Lifetime prediction of systems with discrete event data considers a cascading failure patterns. With the popularization of big data, an increasing number of discrete event data is collected and recorded during system operations. These events are usually stored in the form of event logs. In manufacturing processes, there usually exist different levels of correlations among certain series of events, while we are often required to predict the occurrence time of certain events. Thus, two challenges remain to be solved for effective degradation modeling and reliability analysis: (1) how to leverage various information contained in the event log to predict the occurrence of certain event more precisely; (2) how to model the effects of multiple correlated events on the predicted event. To address these issues, this paper proposes a new modelling and analysis approach which integrates Cox proportional hazard model and association rule mining methodology. An algorithm to estimate unknown parameters and occurrence time prediction, based on reliability model, is discussed. Unlike the existing literature, our model focuses on the interactions between events. The effectiveness of our proposed model is demonstrated through a case study. Sensitivity analysis of the approach is also studied by changing some variables in the model.
Last but not least, we integrate the production planning and matintenance policy, motivated by the randomly occurred failures and uncertain demands issues existed in production planning horizon.

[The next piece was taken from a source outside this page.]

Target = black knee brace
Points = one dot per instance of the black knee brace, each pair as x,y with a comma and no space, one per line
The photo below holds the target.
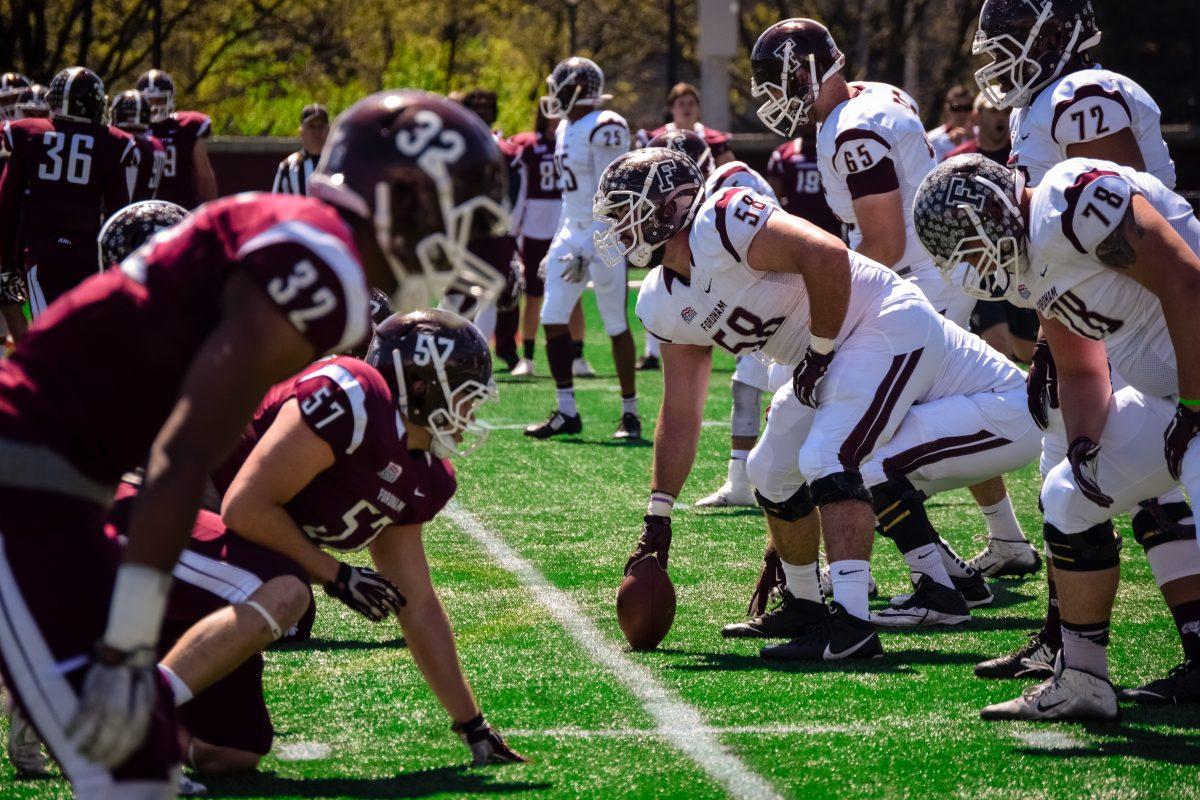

Integrated production and maintenance plan for a deteriorating system under uncertain demands. To deal with today’s tough competitions, many companies have put investments into highly automated production systems with sophisticated machines. To achieve optimum performance and economic benefits, the production system is desired to operate at the maximum capacity. To keep the production process at a low cost and to satisfy customer demands, manufacturing companies have to lay appropriate production plans. In most existing studies, it is often assumed that the production process is perfect and no machine failure occurs during production planning horizon. This, however, is not the case in practice. During production many machines deteriorate due to aging or wearing, and eventually lead to failures. When a failure occurs, maintenance actions have to be performed, which decreases the capacity of the machine and disturb the initial production plan. Perturbation of production planning in an emergency situation is costly and leads to deterioration of the product quality and the service level. Therefore, it is vital to integrate the production planning and maintenance policy into a coherent strategy so as to hedge against the unexpected failures and production re-planning.